What would I do differently, if I had it to do all over again? Only a couple of things, I think. As I mentioned in a comment on another post, I really hated the fact that I had to make the blogging requirement primarily about quantity, because the end-of-semester flood of posts was not entirely what I was after. What I'd hoped for was a more sustained, even engagement over the course of the semester. On the other hand, the various kinds of work you guys did this semester helped you to build enough of a connection that the last week's furious posting was actually kinda fun to watch. So what I'm contemplating for next time out is a totally non-quantified requirement. Something in the syllabus that declares that x percent of your grade will be derived from the QUALITY of your participation on the blog, and that some aspect of quality has to do with quantity, sure, but it also has to do with consistency, engagement, generosity, etc. This will require me to steadfastly refuse to give a number of posts in response to questions about minimum requirements (and I have some concerns about the resentments that such a refusal to name the minimum might breed), but, as pseudoanonymity points out, one way to deal with the uncertainty that this would produce would be to give hypothetical weekly blogging "grades" for the first few weeks of the semester, until everyone gets in the groove.

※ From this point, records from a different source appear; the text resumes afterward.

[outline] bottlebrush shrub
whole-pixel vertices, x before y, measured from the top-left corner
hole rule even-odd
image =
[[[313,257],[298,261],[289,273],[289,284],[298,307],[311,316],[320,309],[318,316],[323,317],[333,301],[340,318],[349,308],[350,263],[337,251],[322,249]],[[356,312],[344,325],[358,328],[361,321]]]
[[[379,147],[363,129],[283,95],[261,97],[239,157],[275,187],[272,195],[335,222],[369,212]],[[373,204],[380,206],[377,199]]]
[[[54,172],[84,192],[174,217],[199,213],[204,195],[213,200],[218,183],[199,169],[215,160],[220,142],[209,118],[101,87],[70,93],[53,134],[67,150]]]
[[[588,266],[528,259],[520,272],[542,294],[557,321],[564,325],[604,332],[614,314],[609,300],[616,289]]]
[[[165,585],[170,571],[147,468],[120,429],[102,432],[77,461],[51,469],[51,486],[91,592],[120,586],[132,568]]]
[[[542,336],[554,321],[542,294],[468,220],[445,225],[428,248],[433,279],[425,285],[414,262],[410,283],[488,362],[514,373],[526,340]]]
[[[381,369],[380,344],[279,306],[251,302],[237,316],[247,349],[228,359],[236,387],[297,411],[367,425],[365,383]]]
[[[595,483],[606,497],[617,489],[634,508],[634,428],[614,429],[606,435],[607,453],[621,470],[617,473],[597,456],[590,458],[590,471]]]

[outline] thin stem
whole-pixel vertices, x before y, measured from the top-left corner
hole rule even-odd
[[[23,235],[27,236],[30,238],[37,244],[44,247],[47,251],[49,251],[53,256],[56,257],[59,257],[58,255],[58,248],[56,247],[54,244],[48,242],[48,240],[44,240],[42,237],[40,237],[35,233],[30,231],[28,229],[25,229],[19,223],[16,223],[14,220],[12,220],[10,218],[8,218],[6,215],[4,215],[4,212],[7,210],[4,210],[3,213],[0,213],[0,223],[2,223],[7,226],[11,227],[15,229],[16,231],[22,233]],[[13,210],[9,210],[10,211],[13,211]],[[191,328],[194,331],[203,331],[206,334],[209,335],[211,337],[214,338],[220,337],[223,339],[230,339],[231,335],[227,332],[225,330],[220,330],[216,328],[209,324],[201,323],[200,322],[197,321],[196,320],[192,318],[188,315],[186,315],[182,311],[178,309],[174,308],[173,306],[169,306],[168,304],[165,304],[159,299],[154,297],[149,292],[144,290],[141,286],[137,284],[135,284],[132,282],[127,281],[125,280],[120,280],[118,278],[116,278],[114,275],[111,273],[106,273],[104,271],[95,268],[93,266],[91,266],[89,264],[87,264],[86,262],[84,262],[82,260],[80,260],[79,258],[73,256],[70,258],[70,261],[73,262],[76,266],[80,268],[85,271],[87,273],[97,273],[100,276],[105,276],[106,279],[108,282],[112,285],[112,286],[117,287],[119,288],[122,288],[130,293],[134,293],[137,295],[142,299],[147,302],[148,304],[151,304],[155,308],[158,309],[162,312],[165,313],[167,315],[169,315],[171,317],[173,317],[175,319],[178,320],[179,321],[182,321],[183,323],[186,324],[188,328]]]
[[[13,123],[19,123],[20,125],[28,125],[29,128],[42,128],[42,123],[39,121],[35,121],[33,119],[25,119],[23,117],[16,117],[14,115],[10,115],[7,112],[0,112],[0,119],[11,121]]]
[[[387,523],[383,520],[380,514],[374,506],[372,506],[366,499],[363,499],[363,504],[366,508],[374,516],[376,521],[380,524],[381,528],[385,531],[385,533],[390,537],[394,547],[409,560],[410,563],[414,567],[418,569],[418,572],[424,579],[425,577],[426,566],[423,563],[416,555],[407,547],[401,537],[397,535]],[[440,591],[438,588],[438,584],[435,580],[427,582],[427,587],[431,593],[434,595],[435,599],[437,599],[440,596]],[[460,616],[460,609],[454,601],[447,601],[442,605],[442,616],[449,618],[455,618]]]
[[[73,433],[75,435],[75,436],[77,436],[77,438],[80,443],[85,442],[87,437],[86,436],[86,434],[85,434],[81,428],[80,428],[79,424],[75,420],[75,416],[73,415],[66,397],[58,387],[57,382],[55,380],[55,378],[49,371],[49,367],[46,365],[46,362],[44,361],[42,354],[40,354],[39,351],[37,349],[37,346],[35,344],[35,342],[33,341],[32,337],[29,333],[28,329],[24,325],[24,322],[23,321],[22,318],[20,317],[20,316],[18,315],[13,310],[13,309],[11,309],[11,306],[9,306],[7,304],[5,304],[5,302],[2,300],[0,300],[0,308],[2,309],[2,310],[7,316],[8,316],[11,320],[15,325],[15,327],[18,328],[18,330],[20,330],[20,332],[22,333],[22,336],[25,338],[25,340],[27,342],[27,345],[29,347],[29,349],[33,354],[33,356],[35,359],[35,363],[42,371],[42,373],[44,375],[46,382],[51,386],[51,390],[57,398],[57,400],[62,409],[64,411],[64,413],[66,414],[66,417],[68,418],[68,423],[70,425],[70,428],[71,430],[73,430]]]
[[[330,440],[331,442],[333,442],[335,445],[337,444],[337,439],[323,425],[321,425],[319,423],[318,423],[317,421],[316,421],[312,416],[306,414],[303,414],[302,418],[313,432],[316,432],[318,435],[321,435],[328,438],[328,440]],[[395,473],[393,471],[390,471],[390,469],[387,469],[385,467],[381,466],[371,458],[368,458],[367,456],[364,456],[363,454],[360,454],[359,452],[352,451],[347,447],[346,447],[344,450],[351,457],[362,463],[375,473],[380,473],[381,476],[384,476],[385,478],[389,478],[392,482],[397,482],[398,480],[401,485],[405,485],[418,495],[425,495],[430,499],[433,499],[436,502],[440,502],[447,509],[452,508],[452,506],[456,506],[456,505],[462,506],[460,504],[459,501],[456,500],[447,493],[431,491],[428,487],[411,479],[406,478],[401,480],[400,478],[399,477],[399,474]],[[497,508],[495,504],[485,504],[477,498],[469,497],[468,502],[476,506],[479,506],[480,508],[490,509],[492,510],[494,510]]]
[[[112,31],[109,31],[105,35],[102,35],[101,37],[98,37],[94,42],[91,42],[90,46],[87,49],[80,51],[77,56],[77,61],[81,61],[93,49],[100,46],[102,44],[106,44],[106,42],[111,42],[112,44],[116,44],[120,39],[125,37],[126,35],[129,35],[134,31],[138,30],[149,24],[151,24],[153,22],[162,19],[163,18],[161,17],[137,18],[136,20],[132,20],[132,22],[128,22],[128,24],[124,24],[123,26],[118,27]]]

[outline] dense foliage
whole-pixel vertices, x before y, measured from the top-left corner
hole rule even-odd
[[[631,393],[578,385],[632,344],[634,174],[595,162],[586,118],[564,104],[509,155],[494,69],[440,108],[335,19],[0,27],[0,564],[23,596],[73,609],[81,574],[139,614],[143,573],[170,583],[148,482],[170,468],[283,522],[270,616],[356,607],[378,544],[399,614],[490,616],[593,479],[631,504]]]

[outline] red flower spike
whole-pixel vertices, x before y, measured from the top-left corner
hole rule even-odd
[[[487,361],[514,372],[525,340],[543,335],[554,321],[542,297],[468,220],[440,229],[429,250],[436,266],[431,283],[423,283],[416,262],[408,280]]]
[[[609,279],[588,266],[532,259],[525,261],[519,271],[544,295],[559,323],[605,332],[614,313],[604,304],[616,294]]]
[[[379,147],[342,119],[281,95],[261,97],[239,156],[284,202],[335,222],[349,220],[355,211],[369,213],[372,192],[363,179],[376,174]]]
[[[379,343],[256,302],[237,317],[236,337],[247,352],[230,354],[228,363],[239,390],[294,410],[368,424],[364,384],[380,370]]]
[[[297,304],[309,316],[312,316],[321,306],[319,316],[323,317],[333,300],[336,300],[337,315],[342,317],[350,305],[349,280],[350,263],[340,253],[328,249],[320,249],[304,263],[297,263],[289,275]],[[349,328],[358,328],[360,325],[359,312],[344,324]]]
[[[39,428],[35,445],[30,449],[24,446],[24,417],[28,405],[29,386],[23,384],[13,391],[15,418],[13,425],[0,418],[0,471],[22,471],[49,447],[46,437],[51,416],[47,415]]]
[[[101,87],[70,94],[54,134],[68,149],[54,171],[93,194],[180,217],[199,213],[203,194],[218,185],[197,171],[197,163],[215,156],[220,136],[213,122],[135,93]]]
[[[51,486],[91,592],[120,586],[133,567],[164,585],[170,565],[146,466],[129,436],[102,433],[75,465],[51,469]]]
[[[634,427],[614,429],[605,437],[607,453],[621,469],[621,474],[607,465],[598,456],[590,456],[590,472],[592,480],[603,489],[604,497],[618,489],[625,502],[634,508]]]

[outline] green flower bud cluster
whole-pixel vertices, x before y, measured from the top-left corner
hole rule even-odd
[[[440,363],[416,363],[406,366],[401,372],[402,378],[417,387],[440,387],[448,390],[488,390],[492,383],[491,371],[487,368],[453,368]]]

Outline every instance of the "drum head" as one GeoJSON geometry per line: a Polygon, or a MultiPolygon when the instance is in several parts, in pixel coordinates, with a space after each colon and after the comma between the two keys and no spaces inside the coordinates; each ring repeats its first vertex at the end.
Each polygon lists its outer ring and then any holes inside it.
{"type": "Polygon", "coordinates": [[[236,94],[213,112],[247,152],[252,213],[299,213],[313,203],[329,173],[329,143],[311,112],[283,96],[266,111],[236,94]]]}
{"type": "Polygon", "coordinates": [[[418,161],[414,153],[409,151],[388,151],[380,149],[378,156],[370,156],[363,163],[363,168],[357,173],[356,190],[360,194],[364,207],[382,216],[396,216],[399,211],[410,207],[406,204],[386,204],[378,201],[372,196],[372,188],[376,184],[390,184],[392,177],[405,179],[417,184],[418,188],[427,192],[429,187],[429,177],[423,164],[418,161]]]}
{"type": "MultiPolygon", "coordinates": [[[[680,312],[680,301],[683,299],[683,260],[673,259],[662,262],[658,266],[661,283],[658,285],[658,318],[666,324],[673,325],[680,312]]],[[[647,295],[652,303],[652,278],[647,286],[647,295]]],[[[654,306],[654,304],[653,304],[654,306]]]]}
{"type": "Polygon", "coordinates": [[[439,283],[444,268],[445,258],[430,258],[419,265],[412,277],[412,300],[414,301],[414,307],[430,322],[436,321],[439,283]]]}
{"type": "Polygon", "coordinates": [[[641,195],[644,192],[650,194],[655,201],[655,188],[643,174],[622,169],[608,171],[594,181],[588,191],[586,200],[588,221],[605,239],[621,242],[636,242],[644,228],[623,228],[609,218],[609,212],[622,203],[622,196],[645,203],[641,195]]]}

The other thing I'd do differently is, unfortunately, something I have no control over: I'd have a much calmer administrative semester, such that I could really linger in the material with you instead of running around dealing with once dumb crisis after another. My biggest regret about this semester, in fact, is the way that a series of unavoidable circumstances stole my attention away from you. I really wish I could take a couple of months with you all to keep talking, to work more carefully through some of what we've read, and to scheme together about our future projects.
Then again, there's nothing to say that that can't happen. The blog and wiki will remain open and accessible, and I'd love to keep working with all of you through them.
So, finally: I'm off to go post grades. If you have questions about them, please don't hesitate to contact me. And if you have thoughts -- about anything I've written here, or about anything else pertaining to the class -- please leave comments here. I'm already out of town, unfortunately, and because I didn't get to file grades before I left (waiting on the last blog posts to arrive!), I won't be able to see your course evaluations until January. But any feedback you'd like to give me here would be enormously appreciated.
In the meantime, happy holidays, and many, many thanks.